Önleme araması ile adli arama arasında ince bir çizgi vardır, birisini diğerine karıştırmamak gerekir. Önleme araması güvenlik amacını taşır ve suçun işlenmeden önüne geçilmesine hizmet eder. Adli aramada ise; işlendiği iddia edilen bir suç veya suça teşebbüs vardır, failin veya failleri ile suçun delillerinin elde edilmesi maksadıyla özel hayatın gizliliği ve korunması hakkına sınırlama getirilir.
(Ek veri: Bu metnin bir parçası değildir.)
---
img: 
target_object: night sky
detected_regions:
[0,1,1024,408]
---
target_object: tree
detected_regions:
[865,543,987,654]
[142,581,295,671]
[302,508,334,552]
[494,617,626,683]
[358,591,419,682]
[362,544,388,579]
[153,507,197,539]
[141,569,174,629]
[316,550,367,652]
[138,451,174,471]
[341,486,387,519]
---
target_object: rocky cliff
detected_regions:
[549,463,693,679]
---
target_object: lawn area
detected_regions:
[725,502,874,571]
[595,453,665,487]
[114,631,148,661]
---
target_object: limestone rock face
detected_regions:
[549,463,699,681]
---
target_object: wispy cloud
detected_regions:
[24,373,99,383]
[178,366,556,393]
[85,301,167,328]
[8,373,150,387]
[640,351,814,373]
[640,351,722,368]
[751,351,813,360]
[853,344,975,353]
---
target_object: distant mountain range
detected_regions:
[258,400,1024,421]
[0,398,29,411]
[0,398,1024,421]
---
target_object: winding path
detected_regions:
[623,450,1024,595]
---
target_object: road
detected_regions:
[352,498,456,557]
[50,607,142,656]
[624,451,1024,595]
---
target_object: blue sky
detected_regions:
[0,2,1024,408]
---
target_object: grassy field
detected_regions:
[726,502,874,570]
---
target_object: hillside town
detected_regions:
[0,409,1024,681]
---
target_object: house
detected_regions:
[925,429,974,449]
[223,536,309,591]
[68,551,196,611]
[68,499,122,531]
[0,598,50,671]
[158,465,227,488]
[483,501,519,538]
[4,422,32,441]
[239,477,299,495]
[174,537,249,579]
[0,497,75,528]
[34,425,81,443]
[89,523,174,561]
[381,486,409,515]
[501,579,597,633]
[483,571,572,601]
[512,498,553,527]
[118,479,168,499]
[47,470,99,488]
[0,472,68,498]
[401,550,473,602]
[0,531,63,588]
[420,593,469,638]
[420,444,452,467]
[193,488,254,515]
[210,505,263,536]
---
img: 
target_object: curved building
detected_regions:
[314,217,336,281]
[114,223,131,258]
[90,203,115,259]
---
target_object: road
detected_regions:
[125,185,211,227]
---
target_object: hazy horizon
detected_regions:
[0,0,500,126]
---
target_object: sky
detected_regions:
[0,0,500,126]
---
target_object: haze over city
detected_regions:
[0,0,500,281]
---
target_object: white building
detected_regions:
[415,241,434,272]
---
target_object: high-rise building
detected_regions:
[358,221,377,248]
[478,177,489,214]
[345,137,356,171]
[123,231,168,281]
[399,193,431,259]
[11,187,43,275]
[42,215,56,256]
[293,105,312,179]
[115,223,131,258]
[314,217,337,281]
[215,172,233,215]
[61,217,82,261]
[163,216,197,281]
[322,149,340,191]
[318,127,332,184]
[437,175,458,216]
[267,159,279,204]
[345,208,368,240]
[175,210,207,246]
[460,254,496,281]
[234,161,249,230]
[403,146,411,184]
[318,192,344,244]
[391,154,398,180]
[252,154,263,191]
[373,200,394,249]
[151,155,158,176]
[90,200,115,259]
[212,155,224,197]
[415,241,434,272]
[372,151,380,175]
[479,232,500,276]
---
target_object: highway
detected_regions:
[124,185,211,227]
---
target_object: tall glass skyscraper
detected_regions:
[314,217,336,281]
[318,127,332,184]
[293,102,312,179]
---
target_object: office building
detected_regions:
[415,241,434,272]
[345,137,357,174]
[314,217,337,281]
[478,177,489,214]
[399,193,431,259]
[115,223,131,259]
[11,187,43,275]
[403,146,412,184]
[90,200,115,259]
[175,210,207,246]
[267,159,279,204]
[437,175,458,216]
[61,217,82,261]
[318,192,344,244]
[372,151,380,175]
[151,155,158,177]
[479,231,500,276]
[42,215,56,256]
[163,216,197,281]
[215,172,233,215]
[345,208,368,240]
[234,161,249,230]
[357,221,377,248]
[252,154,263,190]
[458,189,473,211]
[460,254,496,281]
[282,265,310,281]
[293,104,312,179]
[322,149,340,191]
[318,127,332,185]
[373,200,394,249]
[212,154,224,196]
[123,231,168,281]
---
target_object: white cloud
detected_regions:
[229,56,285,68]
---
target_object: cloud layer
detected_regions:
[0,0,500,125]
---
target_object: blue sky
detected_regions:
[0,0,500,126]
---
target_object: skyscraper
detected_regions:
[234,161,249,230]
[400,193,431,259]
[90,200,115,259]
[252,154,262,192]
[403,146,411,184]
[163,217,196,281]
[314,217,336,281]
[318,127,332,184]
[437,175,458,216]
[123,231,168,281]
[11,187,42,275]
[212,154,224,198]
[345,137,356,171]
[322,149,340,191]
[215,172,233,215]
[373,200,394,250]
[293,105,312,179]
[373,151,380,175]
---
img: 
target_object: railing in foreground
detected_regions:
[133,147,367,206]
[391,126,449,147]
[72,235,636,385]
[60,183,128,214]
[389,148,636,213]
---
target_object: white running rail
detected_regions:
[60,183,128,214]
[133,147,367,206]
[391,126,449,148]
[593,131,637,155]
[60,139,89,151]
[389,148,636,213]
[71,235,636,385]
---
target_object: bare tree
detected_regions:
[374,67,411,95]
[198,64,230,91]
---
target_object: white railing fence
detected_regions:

Bu kapsamda; kişinin üstü, yanında taşıdığı çanta, arabası, evi, işyeri özel hayatın gizliliği ve korunması hakkı kapsamına giren yerlerden olup, usulüne uygun idari veya adli arama kararı olmadıkça ve aramanın şartları gerçekleşmedikçe kimsenin özeline dokunulamaz. Özel hayatın gizliliği hakkı ihlal edildiğinde, hem hukuka aykırı ve konusu suç teşkil eden arama ve hem de bunun sonucunda elde edilen delillerin hukuka aykırılığı gündeme gelir.
Bireyin özel hayatının gizliliği ve korunmasının ihlali anlamına gelen önleme ve adli arama tedbirinin hukuki dayanağı, İnsan Hakları Avrupa Sözleşmesi (İHAS) m.8/2 ve Anayasa m.20/2 ve m.21’dir.
Bireyin üstünün, otomobilinin, bürosunun veya konutunun aranmaması ve takip edilmemesi esastır. Bunun istisnası, suçun önlenmesi ve işlendiği iddia olunan suçun delilleri ile faillerinin ortaya çıkarılıp elde edilmesi amacı olarak gösterilebilir. Suçun önlenmesi için; sadece kişinin üstü, otomobili ve yanında taşıdığı eşya aranır, fakat ev ve bürosu bu arama türü kapsamına girmez.
Demokratik hukuk toplumunda kişinin en önemli hakkı olarak kabul edilen özel hayat, konut ve işyeri dokunulmazlığı hakkı, ancak Anayasa m.13’e uygun olarak, İHAS m.8/2, Anayasa m.20/2 ve m.21/2’de çizilen çerçeve ışığında kanunla sınırlanabilir. Hiç kimse, keyfi olarak bir başkasının üzerini, evini, işyerini ve kullandığı vasıtayı arayamaz. Bu arama suç olacağı gibi, bu aramadan elde edilen deliller de hukuka aykırı delil niteliği taşıyacaktır. Anayasa m.38/6’ya göre hukuka aykırı deliller, hiçbir yargılama türünde bireyin aleyhine kullanılamaz. Çünkü hukuka aykırılık bir bütündür. Bir delil, ya hukuka aykırıdır ya da hukuka uygundur. Delil bazen hukuka uygun ve bazen de hukuka aykırı sayılamaz.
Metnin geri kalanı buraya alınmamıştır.